Case ID: ad2d_282/html/0383-01.html
Source: Caselaw Access Project
Author: {"author": "", "license": "Public Domain", "url": "https://static.case.law/"}
Date Created: 2024-08-24T03:29:51.129683

In the Matter of Frank Ferrara, Appellant, v Howard Safir, as Police Commissioner of the City of New York, Respondent.
    [723 NYS2d 655]
   —Judgment, Supreme Court, New York County (Barbara Kapnick, J.), entered March 8, 2000, which denied petitioner’s application to annul respondent Police Commissioner’s determination denying petitioner a carry business handgun license, and dismissed the petition, unanimously affirmed, without costs.

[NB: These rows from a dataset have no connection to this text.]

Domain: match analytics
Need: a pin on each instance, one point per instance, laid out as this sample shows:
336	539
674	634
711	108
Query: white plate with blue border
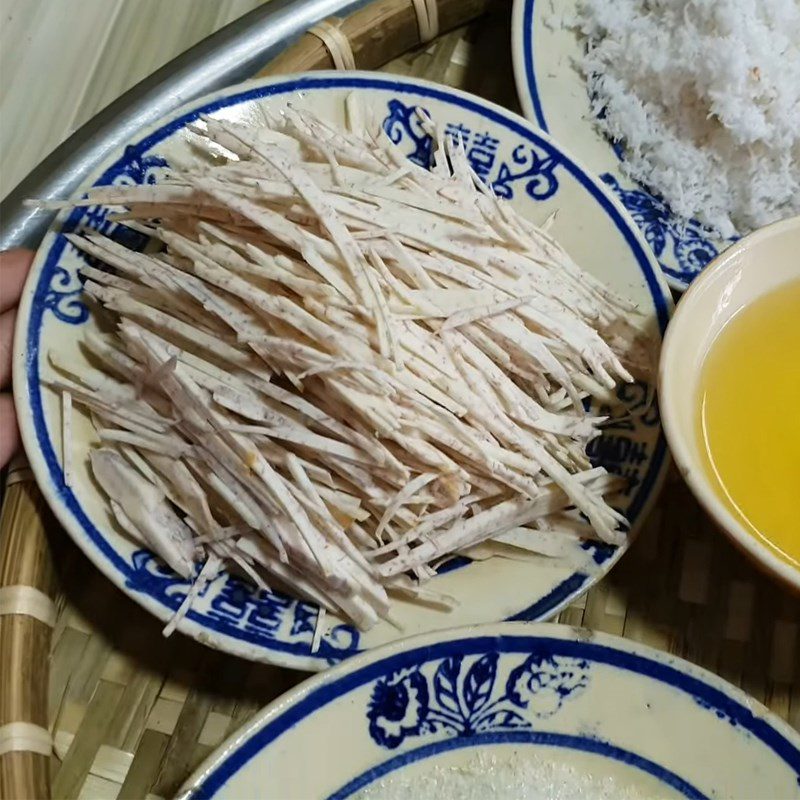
553	95
595	715
523	166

The application was properly denied on the ground that petitioner failed to show that his position as the chief executive officer of a bodyguard business for movie stars places him in extraordinary personal danger, or other special need for self-protection distinguishable from that of the general community (38 RCNY 5-03 [b]; see, Matter of Kaplan v Bratton, 249 AD2d 199, 201). To the extent petitioner argues that his personal performance of bodyguard services places him in danger, respondent properly rejected the argument on the ground that petitioner lacks the license required by General Business Law § 70 (2) to perform such services. Concur — Rosenberger, J. P., Nardelli, Andrias and Saxe, JJ.